To compete in pharmaceuticals, many small companies feed off their bigger competitors, pouncing on the drugs that are removed from patent protection. These makers of generic drugs are poised for some far times ahead, with about 150 drugs worth $4 billion at manufacturer's prices being made available to generic manufacturers in the next five years alone.
Cheap knockoffs of these drugs, which include such hot sellers as Inderal, Motrin, and Valium, could bring an extra $1 billion in sales for the manufacturers of generics, according to Hemant Shah, a pharmaceuticals analyst for Mabon, Nugent & Co., in New York City. They have never had it so good. The generic segment of the drug industry is more than 30 years old, according to Shah, and has been growing unspectacularly over the years. But this wave of patent expirations, combines with a new law freeing generic-drug makers from repeating costly efficacy tests, could transform some of the two dozen producers into major industry players. Most of them grossed less than $50 million last year.
There are two strategic considerations in this burgeoning market, says Roy McKnight, chairman of the board and chief executive officer of Mylan Laboratories Inc., in Pittsburgh, a generic-drug company with $38 million in sales.
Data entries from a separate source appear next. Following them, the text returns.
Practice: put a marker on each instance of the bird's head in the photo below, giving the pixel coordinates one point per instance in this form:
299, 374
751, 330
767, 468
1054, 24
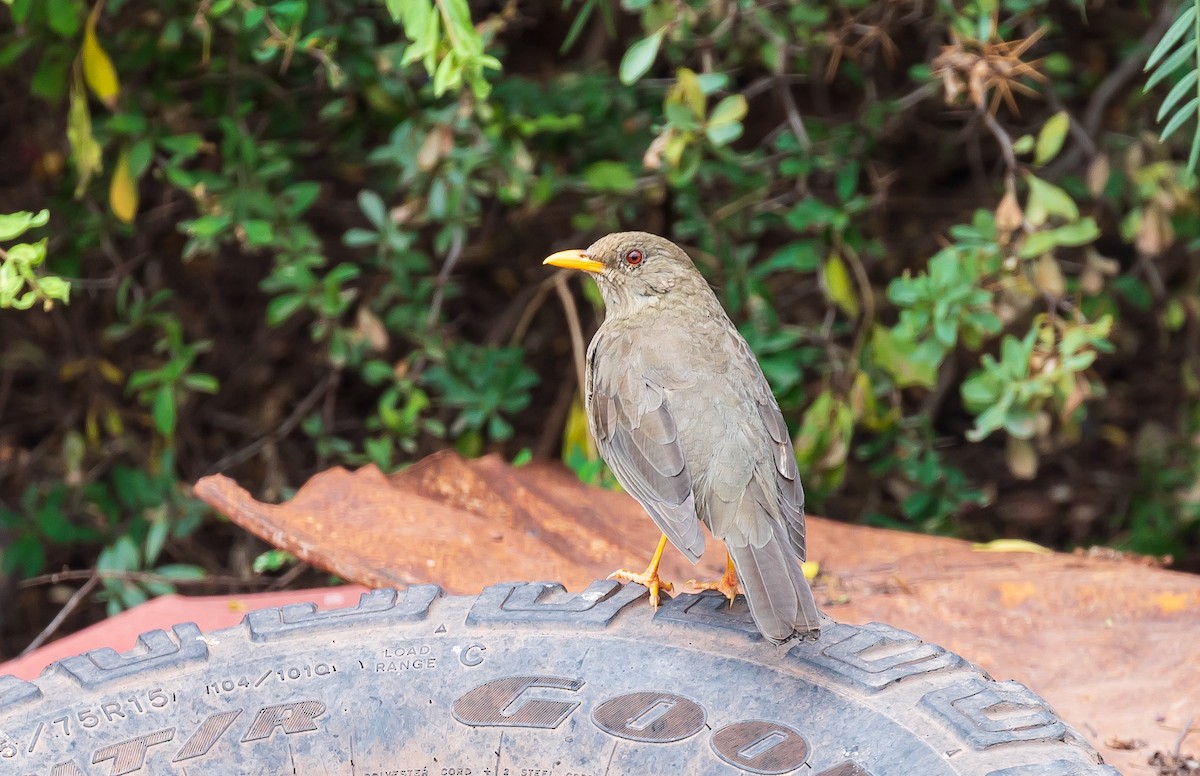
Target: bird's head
633, 269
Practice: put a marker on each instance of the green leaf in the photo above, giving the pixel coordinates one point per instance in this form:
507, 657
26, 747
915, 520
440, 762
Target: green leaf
1185, 85
15, 224
641, 56
610, 176
63, 17
1047, 199
156, 536
909, 364
840, 286
258, 232
1174, 35
181, 572
373, 209
1177, 120
1051, 137
1173, 64
207, 226
163, 410
729, 110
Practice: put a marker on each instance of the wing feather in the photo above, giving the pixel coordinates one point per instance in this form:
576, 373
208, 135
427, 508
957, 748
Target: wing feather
639, 439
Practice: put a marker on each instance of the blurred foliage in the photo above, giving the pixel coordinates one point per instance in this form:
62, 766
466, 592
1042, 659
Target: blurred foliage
307, 234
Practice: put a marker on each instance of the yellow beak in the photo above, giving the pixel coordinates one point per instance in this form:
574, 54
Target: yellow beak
574, 260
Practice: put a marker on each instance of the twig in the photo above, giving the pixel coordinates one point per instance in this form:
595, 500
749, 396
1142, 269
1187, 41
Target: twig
793, 114
453, 257
531, 310
64, 613
1113, 83
301, 409
289, 576
868, 296
1002, 138
136, 576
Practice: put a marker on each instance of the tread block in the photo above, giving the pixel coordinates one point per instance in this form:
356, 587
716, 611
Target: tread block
709, 609
541, 602
990, 713
874, 656
154, 650
13, 691
385, 605
1057, 768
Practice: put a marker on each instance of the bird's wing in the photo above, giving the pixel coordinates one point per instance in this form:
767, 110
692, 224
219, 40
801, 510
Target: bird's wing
787, 475
633, 425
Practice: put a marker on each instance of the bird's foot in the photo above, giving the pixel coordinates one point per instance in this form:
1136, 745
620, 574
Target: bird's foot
726, 585
648, 579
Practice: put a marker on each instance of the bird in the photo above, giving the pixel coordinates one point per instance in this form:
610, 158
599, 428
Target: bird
685, 420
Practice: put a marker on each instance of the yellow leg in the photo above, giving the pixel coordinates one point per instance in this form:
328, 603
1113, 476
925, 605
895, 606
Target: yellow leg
726, 584
649, 578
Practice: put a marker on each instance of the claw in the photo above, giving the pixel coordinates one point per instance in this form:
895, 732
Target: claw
648, 578
726, 585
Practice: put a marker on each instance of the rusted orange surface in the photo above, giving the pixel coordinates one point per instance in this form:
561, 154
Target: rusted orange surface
1111, 643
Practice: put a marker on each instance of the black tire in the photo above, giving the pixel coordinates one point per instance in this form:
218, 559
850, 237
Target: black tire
527, 680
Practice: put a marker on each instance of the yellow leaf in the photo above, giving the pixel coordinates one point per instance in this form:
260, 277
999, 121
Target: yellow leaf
576, 435
123, 191
839, 284
1011, 546
688, 91
97, 67
84, 149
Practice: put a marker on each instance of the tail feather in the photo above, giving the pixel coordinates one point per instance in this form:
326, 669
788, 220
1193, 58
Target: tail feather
780, 599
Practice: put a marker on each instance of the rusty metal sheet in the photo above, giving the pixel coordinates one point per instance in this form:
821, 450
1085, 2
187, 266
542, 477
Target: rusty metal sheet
1113, 643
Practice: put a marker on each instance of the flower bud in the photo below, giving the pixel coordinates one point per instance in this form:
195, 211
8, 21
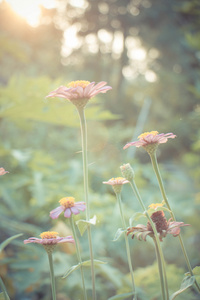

One is timing. "The first to market can get the pricing he wants," McKnight says. The second consideration concerns the choice of which drugs to pursue. Some companies will avoid the most lucrative products because the competition is too stiff. Bolar Pharmaceutical Co., in Copiague, N.Y., for instance, has no intention of chasing the Valium market, according to its president, Robert Shulman. It prefers more modest drugs that are less likely to interest competitors.
No matter what the strategy, the generics boom will mean lower prices for consumers.